How agents actually work under the hood
The think-act-observe loop, tool calling, and context windows explained without the hype. What's really happening when an AI agent does something for you.
On this page
You asked ChatGPT to search the web and summarize what it found. It did. But what actually happened between your request and that answer? Most people assume there’s some kind of magic going on. There isn’t. The process is surprisingly mechanical, and once you understand it, you’ll use agents better and trust them more appropriately.
The loop that runs everything
Every AI agent, regardless of the company that built it or the interface you’re using, runs on the same basic cycle:
- Think. The agent reads your request and decides what to do next.
- Act. It calls a tool to do something in the real world. (If a skill is loaded for the task, it shapes which tool gets called and in what order; the act phase still runs whether or not a skill file is present.)
- Observe. It reads the result that came back from the tool.
- Then it loops. Back to thinking. Maybe it needs another tool. Maybe it has enough information to answer you.
That’s it. Think, act, observe, repeat. The entire AI agent industry is built on this loop. Different companies dress it up with different names, but the bones are always the same.

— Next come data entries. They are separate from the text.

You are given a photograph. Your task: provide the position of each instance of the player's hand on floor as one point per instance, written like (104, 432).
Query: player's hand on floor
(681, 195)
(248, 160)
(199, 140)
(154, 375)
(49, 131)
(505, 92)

Walking through a real example
Let’s make this concrete. Say you type: “What’s the weather in Minneapolis right now? Should I bring an umbrella?”
Here’s what happens inside the agent, step by step.
Step 1: Think. The agent reads your message. It doesn’t know the weather. It can’t just guess (well, it could, but a good agent knows not to). It decides it needs to look up the current weather. It picks its weather tool.
Step 2: Act. The agent calls the weather tool with the input “Minneapolis, MN, current conditions.” This is a real API call to a weather service. The agent isn’t imagining the weather. It’s asking for actual data.
Step 3: Observe. The weather tool responds with something like: “Minneapolis, 45°F, cloudy, 80% chance of rain in the next 2 hours, wind 12 mph NW.”
Step 4: Think again. The agent now has the data. It reads the result, sees the 80% rain chance, and decides it has enough information to answer your question. No need for another tool call.
Step 5: Respond. “It’s 45°F and cloudy in Minneapolis right now, with an 80% chance of rain in the next couple hours. Definitely bring an umbrella.”
Five steps. Two of them were “thinking,” one was a tool call, one was reading the result, and one was writing back to you. The whole thing probably took two or three seconds.
Now imagine a harder question. “Find me flights from Minneapolis to Denver next Friday, compare the prices, and tell me which airline to pick.” That’s going to loop several times. Search for flights, observe the results, maybe search again with different parameters, compare what came back, reason about which option is best, and finally respond. Same loop, just more laps.
The agent’s working memory
Here’s where things get interesting, and where most people’s mental model breaks down.
An agent doesn’t have a brain the way you do. It has a context window. Think of it as a desk. A physical desk with a fixed amount of surface area. Everything the agent is currently working with sits on that desk: your conversation history, the results from tool calls, its own reasoning, the instructions it was given.
When the desk is clean and mostly empty (like at the start of a conversation), the agent works great. It can see everything clearly, nothing is buried, and it can reason about all the information at once.
But as the conversation gets longer, papers pile up. Old messages, tool results, back-and-forth exchanges. The desk fills up. And here’s the problem: the desk doesn’t grow. It has a fixed size. Different models have different desk sizes (current frontier models hold roughly 200,000 tokens, with longer-context variants reaching a million; “tokens” are roughly three-quarters of a word). The exact number doesn’t matter as much as the principle: every desk has edges.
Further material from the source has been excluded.